Required math: algebra, calculus (partial derivatives and integration by parts), complex numbers

Required physics: Schrödinger equation, probability density

Reference: Griffiths, David J. (2005), Introduction to Quantum Mechanics, 2nd Edition; Pearson Education – Problem 1.8.

The time-independent Schrödinger equation in one dimension can be separated into two equations as follows:

 $\displaystyle -\frac{\hbar^{2}}{2m}\frac{d^{2}\psi(x)}{dx^{2}}+V(x)\psi(x)$ $\displaystyle =$ $\displaystyle E\psi(x)\ \ \ \ \ (1)$ $\displaystyle i\hbar\frac{d\Xi(t)}{dt}$ $\displaystyle =$ $\displaystyle E\Xi(t) \ \ \ \ \ (2)$

and the general solution is

$\displaystyle \Psi\left(x,t\right)=\psi\left(x\right)\Xi\left(t\right) \ \ \ \ \ (3)$

The time component can be solved as

$\displaystyle \Xi\left(t\right)=Ce^{-iEt/\hbar} \ \ \ \ \ (4)$

where ${C}$ is the constant of integration.

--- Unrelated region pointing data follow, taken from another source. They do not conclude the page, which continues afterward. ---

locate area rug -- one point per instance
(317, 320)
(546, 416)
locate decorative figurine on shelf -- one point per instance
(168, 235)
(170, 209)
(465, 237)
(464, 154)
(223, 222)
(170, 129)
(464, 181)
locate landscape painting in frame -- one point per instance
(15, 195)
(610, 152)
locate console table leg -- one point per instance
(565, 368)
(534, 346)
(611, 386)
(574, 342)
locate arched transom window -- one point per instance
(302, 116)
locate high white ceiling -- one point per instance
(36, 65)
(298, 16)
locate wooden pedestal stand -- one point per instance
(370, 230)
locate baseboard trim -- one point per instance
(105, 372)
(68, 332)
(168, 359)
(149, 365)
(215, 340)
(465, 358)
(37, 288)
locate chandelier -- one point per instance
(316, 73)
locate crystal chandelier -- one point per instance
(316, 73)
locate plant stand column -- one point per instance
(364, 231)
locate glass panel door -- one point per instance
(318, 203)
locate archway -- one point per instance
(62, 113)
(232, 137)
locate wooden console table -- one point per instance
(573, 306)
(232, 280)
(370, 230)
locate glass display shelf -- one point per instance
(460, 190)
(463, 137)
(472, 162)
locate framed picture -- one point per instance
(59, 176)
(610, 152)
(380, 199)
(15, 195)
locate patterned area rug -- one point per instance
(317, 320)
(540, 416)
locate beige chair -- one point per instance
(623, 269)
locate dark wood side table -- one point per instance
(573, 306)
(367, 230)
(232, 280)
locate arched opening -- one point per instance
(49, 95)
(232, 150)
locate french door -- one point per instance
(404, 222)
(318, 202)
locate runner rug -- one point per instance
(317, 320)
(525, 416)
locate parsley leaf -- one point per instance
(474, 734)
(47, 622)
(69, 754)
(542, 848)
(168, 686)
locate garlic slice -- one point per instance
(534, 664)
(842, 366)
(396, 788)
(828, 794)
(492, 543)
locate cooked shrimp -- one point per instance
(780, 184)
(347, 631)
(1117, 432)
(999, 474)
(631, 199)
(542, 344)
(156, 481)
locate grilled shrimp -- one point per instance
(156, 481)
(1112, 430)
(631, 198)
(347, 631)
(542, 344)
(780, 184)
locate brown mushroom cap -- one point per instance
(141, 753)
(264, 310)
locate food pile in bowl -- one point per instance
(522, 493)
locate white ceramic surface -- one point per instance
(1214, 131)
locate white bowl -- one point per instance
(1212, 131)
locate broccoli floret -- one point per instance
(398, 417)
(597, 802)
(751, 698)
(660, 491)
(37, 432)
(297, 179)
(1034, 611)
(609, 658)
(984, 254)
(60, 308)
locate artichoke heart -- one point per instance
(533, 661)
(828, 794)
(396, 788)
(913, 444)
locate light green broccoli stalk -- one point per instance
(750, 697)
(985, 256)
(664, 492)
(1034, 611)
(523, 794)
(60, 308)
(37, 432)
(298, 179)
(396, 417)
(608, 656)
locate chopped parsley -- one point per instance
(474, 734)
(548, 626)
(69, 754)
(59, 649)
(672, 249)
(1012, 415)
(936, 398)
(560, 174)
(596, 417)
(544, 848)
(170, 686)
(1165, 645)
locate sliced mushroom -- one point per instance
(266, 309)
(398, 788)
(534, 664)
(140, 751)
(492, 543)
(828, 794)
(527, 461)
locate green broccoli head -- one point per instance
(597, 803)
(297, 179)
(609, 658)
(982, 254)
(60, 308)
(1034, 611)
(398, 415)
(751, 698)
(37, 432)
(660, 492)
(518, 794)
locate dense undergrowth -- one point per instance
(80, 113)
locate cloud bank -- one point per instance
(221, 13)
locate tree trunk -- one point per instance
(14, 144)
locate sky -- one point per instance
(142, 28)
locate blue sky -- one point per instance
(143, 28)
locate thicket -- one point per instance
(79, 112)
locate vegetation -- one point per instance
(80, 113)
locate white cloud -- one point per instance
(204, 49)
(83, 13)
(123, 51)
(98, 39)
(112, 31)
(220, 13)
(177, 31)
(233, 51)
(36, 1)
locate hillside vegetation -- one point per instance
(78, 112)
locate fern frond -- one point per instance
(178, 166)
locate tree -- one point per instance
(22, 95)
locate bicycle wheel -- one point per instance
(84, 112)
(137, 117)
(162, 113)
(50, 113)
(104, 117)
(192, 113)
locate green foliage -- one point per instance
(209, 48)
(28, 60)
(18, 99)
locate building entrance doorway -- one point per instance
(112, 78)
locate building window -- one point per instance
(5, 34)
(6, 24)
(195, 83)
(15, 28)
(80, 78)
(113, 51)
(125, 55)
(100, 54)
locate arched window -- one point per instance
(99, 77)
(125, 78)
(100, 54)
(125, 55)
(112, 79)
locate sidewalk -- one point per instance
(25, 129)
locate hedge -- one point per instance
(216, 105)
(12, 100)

If we add a constant (in both space and time) ${V_{0}}$ to the potential, then the original Schrödinger equation becomes

 $\displaystyle -\frac{\hbar^{2}}{2m}\frac{d^{2}\Psi}{dx^{2}}+V(x)\Psi+V_{0}\Psi$ $\displaystyle =$ $\displaystyle i\hbar\frac{\partial\Psi}{\partial t}\ \ \ \ \ (5)$ $\displaystyle -\frac{\hbar^{2}}{2m}\frac{d^{2}\Psi}{dx^{2}}+V(x)\Psi$ $\displaystyle =$ $\displaystyle i\hbar\frac{\partial\Psi}{\partial t}-V_{0}\Psi \ \ \ \ \ (6)$

Applying separation of variables gives us

 $\displaystyle -\frac{\hbar^{2}}{2m}\frac{1}{\psi(x)}\frac{\partial^{2}\psi(x)}{\partial x^{2}}+V(x)$ $\displaystyle =$ $\displaystyle E\ \ \ \ \ (7)$ $\displaystyle i\hbar\frac{1}{\Xi(t)}\frac{\partial\Xi}{\partial t}-V_{0}$ $\displaystyle =$ $\displaystyle E \ \ \ \ \ (8)$

[Since ${V_{0}}$ is independent of both ${x}$ and ${t}$, we could put it in either the ${\psi\left(x\right)}$ or the ${\Xi\left(t\right)}$ equation, but putting it in the ${\Xi}$ equation eliminates it from the more complex ${\psi}$ equation, so we’ll do that.]

The solution to 8 is now

$\displaystyle \Xi\left(t\right)=Ce^{-i\left(E+V_{0}\right)t/\hbar} \ \ \ \ \ (9)$

so we’ve introduced a phase factor ${e^{-iV_{0}t/\hbar}}$ into the overall wave function ${\Psi}$. For the time-independent Schrödinger equation, all quantities of physical interest involve multiplying the complex conjugate ${\Psi^*}$ by some operator ${\hat{Q}\left(x\right)}$ that depends only on ${x}$, operating on ${\Psi}$. That is, we’re interested only in quantities of the form

 $\displaystyle \Psi^*\left[\hat{Q}\left(x\right)\Psi\right]$ $\displaystyle =$ $\displaystyle \left|C\right|^{2}e^{+i\left(E+V_{0}\right)t/\hbar}e^{-i\left(E+V_{0}\right)t/\hbar}\psi^*\left[\hat{Q}\left(x\right)\psi\right]\ \ \ \ \ (10)$ $\displaystyle$ $\displaystyle =$ $\displaystyle \left|C\right|^{2}\psi^*\left[\hat{Q}\left(x\right)\psi\right] \ \ \ \ \ (11)$

Thus the phase factor disappears when calculating any physical quantity.